El dolor de Cuerpos imprescindibles

La voz de Nina Simone suena con su inconfundible potencia a un ritmo estrepitoso y vívido: casi violento. Sinnerman es el fondo musical para tres cuerpos que se desarticulan en el escenario y dejan todo de sí. Tres cuerpos que luchan con todas sus fuerzas; que se dislocan en cada movimiento lleno de energía; que se tiran, se contorsionan, se arrastran pero, al final, se vuelven a levantar.

¿Por qué hay quienes insisten en encender una luz a pesar de todo?, ¿por qué y quiénes son los que desafían mediante el baile y el cuerpo? Los imprescindibles, escrita y dirigida por Arturo Serrano Hernández, es una propuesta escénica que abraza, dentro de un pequeño foro, un pedazo de convicción y de dignidad.

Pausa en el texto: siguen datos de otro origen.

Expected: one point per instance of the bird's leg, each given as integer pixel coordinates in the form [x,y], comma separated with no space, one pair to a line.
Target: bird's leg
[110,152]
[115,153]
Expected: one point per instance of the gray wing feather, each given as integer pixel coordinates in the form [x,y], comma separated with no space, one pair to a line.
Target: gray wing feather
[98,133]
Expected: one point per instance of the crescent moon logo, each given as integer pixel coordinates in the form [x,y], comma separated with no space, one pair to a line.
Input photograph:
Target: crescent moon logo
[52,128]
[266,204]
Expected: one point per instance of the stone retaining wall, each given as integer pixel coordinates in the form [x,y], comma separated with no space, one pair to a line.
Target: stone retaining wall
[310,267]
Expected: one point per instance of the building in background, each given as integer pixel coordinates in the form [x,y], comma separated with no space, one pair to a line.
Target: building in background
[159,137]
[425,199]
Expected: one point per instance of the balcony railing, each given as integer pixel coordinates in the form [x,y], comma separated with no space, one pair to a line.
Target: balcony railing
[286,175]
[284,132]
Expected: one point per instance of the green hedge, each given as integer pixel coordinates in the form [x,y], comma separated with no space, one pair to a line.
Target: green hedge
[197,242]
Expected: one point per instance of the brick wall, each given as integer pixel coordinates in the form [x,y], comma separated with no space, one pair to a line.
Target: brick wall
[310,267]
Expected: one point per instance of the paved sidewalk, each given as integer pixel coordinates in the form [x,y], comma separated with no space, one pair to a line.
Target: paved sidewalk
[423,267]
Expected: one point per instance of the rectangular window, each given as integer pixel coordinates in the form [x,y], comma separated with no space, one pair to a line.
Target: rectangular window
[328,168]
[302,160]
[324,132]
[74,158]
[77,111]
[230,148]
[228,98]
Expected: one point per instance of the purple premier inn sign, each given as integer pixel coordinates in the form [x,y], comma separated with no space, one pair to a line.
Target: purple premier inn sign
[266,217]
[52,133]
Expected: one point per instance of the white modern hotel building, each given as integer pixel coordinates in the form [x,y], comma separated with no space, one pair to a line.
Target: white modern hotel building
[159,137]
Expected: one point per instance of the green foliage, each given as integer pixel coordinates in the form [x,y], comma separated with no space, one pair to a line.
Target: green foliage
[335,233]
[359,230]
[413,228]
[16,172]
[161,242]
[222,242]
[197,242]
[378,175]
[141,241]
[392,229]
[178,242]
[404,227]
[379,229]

“Hay dos tipos de dolor: el que te lastima y el que te hace crecer”. “Pensar ya es hacer algo”, son algunas de las frases que Omar Francisco Armella, Lluvia Barrera y el mismo Arturo Serrano —quien tiene un trabajo corporal excepcional— sueltan a lo largo de la función. El desnudo inicial de los intérpretes no sólo es un despojo físico, sino también espiritual: toda su energía y potencia la dejan en el escenario y logran transmitirla al espectador en lo que parece, primero, un grito de impotencia y dolor  para después transformarse en algo más, quizá voluntad y perseverancia, “luz”.

Los imprescindibles habla del contexto mexicano actual, de esos cuerpos que, pese a todo, siguen resistiendo. La musicalización, por ejemplo, también incluye sonidos que casi todos los días se escuchan en la ciudad, como un líder que se pronuncia en una manifestación o alguien que exige la aparición de los 43, así como música popular mexicana. Los imprescindibles son cuerpos, ausentes y no, que se abrazan con dignidad mediante la palabra y la danza.